Severo parecia triste ao dizer:

- Não, eu continuarei sendo anjo da guarda.

- Mas de uma outra pessoa, é isso?

- É sim, Harry. Assim que você ficar bom, eu passarei a cuidar de meu novo protegido.

- Ele tem sorte.

- Na verdade, não ficarei longe, Harry. Você o conhece. Pode adivinhar de quem estou falando?

Harry pensou um pouco e arriscou:

- Neville?

- Quem mais? – Severo riu-se. – Eu estarei por perto. E lembre-se, Harry: você nunca estará sozinho.
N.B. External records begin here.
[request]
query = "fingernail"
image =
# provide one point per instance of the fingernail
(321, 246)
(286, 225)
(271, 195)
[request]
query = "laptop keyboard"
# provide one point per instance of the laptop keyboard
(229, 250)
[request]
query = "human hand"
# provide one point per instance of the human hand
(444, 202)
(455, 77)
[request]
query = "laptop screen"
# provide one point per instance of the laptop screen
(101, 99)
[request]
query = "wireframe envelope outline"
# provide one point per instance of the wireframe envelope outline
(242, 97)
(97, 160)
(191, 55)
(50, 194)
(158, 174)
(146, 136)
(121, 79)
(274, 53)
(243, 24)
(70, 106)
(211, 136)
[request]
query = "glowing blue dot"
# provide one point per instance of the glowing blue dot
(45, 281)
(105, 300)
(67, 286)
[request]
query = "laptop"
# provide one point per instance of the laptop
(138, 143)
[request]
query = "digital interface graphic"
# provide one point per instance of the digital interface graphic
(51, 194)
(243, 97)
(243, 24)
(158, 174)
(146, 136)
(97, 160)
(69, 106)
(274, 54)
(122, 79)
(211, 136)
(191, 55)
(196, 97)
- Eu nunca me esquecerei de você.

- Na verdade, essa é outra coisa que me ensinaram na minha estada na tal enfermaria lá em cima. Posso apagar minha presença da sua mente. Receio que terei que fazer isso.

- Vai me fazer esquecer de você? – Harry estava muito triste. – Mas por quê?
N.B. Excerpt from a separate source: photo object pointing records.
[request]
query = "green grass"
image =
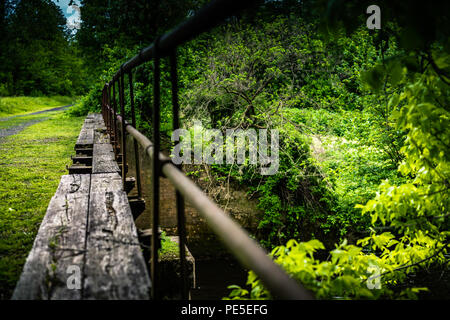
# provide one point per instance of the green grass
(31, 164)
(10, 106)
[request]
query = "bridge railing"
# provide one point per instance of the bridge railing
(247, 251)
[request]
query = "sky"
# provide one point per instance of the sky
(72, 15)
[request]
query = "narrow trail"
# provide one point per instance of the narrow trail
(12, 130)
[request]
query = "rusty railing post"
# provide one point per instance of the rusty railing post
(181, 220)
(136, 145)
(156, 173)
(123, 147)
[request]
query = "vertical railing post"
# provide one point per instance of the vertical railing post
(114, 118)
(156, 173)
(181, 222)
(123, 147)
(106, 116)
(136, 146)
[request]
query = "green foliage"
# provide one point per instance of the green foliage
(10, 106)
(414, 209)
(36, 56)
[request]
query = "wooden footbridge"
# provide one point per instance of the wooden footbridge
(87, 246)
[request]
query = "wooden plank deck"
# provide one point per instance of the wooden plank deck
(88, 232)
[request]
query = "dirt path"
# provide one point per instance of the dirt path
(12, 130)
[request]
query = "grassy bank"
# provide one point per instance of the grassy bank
(10, 106)
(31, 164)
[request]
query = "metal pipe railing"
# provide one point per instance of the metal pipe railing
(247, 251)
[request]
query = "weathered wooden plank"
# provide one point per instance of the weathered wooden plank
(59, 245)
(103, 160)
(100, 135)
(85, 138)
(115, 267)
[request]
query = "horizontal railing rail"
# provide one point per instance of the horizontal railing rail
(246, 250)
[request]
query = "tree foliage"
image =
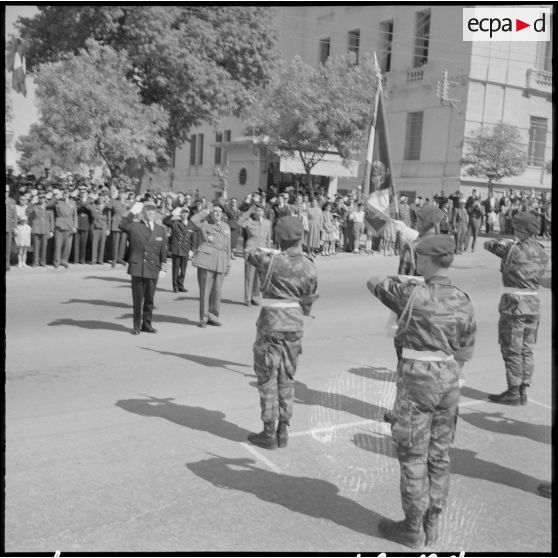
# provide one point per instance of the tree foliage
(499, 151)
(90, 113)
(307, 111)
(198, 62)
- Você viu o porquê, Harry. Ao saber que eu existo, você passou a depender de mim. Você não precisa mais disso. Estava precisando naquele momento porque Voldemort queria roubar sua alma. Mas agora está tudo certo. Você é um grande bruxo, Harry Potter. E tenho certeza de que vai realizar coisas muito grandiosas.

Ele abraçou Severo, lágrimas nos olhos:

- Eu não queria dizer adeus.

- Mas não é adeus, Harry. Você vai sempre ter alguém por perto. Nunca estará sozinho. – Ele cobriu Harry docemente. – Agora descanse, Harry. Você vai acordar se sentindo bem melhor.

Com um toque na testa de Harry, Severo apagou as memórias daquele que em breve seria seu ex-protegido. E tornou-se invisível aos olhos dele. Harry caiu em sono profundo.

A porta abriu-se e Rony e Hermione entraram. – Prof. Dumbledore disse que ele tinha acordado.

- Vai ver que ele não agüentou. Ele estava muito fraco, Rony. Melhor a gente deixar ele dormir.

- Espere aí. Deixa eu colocar o presente dele na mesa de cabeceira.

Rony caminhou pé ante pé e deixou a caixinha na mesinha com os cartões e os óculos de Harry. Severo sorriu ao ver que dentro da caixinha estava um pequeno anjinho de madeira.